The pipeline orchestration framework for data science workflows

These details have not been verified by PyPI

Project links

Project description

Job-Orchestra

job-orchestra is a pipeline orchestration framework designed for data science workflows.

Installation

pip install job-orchestra

Quick start

In job-orchestra, you define any pipeline as a direct acyclic graph of Steps.

Declare the pipeline steps and their dependencies

Here is the recipe for the pasta al pomodoro e basilico translated into a pipeline, i.e., a directed acyclic graph of steps, connected by their dependencies. The final Step is the head of the pipeline. If a Step requires the completion of another one first, it is declared in the constructor argument depends_on.

water = BoilWater()
brown_onions = BrownOnions()
cut_tomatoes = CutTomatoes(depends_on=brown_onions)
pour_tomatoes = PourTomatoes(depends_on=[cut_tomatoes, brown_onions])
salt = Salt(depends_on=water)
pasta = PourPasta(depends_on=salt)
basil = PickBasil()
merge = PanFry(depends_on=[pasta, pour_tomatoes, basil])

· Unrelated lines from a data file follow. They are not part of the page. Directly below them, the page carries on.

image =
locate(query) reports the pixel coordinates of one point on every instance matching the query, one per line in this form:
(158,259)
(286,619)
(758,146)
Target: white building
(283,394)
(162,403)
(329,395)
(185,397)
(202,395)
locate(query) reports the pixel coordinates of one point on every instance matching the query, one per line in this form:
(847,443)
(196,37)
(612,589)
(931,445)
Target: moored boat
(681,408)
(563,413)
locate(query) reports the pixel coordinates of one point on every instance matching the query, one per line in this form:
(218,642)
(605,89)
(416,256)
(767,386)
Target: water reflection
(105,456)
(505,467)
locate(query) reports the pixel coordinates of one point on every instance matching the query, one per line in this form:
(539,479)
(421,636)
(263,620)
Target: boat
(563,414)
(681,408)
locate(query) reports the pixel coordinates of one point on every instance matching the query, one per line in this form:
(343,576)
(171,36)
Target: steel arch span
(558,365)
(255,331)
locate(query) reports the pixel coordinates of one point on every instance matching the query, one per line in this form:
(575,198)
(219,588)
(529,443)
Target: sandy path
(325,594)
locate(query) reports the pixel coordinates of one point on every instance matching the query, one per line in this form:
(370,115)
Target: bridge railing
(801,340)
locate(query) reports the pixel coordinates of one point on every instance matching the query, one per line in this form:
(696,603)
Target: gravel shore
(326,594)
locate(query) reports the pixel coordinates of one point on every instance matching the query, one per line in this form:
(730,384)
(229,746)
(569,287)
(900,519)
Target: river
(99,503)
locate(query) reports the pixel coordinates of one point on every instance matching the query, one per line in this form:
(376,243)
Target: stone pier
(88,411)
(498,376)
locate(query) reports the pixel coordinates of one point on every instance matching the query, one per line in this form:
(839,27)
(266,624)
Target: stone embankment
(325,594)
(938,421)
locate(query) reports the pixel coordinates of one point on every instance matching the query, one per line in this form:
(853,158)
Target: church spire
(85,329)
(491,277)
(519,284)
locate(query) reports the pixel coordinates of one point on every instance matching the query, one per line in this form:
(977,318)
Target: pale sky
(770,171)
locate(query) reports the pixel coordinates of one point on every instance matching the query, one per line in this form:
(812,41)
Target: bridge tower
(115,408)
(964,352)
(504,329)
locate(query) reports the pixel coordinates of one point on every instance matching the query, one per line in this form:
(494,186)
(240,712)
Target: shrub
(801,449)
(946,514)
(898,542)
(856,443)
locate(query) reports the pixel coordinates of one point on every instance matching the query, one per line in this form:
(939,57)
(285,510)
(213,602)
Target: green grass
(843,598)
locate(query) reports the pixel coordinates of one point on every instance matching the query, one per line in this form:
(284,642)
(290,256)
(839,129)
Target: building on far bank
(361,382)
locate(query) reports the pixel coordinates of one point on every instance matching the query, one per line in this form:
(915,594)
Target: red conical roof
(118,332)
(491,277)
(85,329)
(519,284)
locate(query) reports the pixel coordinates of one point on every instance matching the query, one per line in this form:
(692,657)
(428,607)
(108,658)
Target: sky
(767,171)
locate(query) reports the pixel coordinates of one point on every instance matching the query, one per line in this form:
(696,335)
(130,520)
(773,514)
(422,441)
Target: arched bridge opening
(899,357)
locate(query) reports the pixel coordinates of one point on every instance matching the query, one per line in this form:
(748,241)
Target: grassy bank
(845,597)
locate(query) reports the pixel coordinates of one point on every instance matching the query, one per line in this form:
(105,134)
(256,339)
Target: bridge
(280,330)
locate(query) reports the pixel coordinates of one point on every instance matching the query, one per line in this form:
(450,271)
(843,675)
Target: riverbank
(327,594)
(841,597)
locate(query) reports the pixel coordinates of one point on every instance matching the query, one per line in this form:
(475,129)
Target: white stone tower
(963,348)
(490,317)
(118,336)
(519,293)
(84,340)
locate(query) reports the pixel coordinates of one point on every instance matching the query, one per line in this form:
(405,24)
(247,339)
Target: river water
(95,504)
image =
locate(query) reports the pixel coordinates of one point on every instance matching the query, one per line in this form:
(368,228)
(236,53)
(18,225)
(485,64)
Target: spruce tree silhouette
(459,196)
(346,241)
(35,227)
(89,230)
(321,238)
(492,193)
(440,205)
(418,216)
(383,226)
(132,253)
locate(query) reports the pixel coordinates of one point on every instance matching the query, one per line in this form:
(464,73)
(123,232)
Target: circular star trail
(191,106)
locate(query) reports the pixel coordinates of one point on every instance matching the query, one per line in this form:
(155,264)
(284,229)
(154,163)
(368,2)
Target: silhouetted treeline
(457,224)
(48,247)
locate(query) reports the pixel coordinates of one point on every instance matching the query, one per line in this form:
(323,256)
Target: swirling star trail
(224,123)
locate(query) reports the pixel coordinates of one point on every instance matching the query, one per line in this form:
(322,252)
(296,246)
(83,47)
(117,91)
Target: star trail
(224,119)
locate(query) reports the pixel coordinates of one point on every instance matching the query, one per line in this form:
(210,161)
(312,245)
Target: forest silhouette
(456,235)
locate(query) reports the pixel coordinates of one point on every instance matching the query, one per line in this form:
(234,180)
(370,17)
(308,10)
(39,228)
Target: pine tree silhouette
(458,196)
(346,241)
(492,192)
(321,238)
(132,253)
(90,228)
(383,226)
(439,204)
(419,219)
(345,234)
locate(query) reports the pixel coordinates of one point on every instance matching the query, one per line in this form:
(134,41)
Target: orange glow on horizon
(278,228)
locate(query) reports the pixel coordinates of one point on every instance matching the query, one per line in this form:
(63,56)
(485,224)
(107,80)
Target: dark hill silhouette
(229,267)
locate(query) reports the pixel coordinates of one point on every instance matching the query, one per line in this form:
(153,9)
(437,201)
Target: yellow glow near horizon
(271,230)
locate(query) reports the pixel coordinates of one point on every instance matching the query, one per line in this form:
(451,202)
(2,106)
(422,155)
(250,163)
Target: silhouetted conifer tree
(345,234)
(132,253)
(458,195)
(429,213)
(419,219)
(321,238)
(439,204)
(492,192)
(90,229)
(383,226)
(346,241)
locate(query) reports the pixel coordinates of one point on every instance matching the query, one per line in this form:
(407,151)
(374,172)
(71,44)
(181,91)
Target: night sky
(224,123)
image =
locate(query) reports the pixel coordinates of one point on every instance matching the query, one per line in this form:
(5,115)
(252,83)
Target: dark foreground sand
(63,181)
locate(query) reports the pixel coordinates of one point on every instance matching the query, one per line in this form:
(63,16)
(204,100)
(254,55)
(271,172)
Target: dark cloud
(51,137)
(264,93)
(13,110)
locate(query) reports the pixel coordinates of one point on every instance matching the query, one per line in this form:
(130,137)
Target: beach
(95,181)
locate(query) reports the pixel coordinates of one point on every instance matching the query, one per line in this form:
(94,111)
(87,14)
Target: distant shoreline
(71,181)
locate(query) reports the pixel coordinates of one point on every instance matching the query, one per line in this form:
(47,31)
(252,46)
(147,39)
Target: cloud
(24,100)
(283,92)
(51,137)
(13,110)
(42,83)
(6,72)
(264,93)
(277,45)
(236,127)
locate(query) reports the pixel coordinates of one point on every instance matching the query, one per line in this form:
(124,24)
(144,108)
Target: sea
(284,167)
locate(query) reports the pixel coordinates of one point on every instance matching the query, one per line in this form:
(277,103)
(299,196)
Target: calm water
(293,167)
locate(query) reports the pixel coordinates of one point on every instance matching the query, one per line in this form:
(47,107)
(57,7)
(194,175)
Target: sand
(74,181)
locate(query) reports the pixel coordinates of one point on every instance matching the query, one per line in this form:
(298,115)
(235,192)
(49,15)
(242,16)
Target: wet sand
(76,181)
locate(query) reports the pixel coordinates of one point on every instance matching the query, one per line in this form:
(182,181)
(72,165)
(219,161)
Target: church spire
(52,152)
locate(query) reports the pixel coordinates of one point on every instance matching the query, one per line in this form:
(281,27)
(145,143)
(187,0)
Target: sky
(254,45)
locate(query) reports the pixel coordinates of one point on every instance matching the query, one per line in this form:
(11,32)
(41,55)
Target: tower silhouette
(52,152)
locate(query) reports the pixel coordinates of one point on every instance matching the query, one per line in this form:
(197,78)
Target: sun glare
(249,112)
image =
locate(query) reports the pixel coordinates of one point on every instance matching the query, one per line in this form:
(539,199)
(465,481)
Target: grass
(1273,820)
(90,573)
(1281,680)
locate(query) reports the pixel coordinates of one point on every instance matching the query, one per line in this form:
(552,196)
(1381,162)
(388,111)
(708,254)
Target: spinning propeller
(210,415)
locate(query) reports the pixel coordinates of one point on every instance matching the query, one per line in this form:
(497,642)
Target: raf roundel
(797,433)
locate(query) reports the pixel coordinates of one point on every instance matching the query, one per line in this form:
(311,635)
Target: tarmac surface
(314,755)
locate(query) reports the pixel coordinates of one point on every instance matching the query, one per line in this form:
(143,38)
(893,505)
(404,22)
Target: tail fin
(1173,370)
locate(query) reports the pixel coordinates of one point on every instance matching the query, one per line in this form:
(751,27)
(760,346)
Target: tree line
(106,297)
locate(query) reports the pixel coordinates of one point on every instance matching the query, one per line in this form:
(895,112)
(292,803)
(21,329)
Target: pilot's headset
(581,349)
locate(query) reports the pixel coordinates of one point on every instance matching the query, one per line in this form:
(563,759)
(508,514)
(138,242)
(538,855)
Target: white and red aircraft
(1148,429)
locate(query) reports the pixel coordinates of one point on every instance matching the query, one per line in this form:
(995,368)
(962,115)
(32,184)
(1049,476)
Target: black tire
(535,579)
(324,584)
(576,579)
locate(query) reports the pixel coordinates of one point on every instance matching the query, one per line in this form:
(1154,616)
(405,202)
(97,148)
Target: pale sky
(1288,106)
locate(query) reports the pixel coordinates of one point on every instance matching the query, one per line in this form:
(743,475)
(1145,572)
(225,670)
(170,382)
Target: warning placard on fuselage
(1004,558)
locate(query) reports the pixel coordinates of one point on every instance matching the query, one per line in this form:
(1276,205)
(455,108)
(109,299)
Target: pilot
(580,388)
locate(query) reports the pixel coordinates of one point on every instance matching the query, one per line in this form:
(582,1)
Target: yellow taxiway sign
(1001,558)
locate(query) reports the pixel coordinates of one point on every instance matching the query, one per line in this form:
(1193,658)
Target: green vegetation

The dependency graph of the pasta recipe generated by merge.dependency_graph()

Any pipeline step must be of type Step and declare its action in the method run(). The method receives as many arguments as the dependencies of the Step.

Here for example, ingredients is the list of the ouputs of the steps PourPasta, PourTomatoes and PickBasil.

from job_orchestra import Step

class PanFry(Step):
    def run(self, *ingredients):
        pan = pick_pan()
        pan.pour(ingredients)
        pan.blend()

Check the pipeline before execution

As an image: by calling dependency_graph(). For example, calling merge.dependency_graph() produces the above image.

As plain text: by calling execution_plan().

Execution plan. Result availability: [*] available - [ ] n/a - [x] no context. 
                Scheduled execution: (H) head - (>) scheduled run on materialize - ( ) no run required.
[x] (>) BrownOnions
[x] (>) CutTomatoes
[x] (>) BoilWater
[x] (>) Salt
[x] (>) PickBasil
[x] (>) PourTomatoes
[x] (>) PourPasta
[x] (H) PanFry

The plan contains one row for each Step. The name of the step is preceded by two symbols whose meaning is explained further down in Section Memory persistence.

To get a complete view of the pipeline, you should always call any of the above methods on the head of the pipeline, not on the intermediate steps.

Execute the pipeline

Finally, you execute the recipe with

lunch = merge.materialize()

Calling materialize() on the last Step makes all the dependent steps to be executed in the right order passing the output of a Step to its depending ones.

Memory persistency

job-orchestra is a memoryless system by default. But if you'd like to:

stop/resume development - store the state of a pipeline to resume development at a later stage
optimize the computation - save the result of one or many intermediate Steps to avoid recomputing it whenever needed

you can create a Context object, and pass it to whatever Step you like. The ouptput of that Step will available in the Context for any depending Step.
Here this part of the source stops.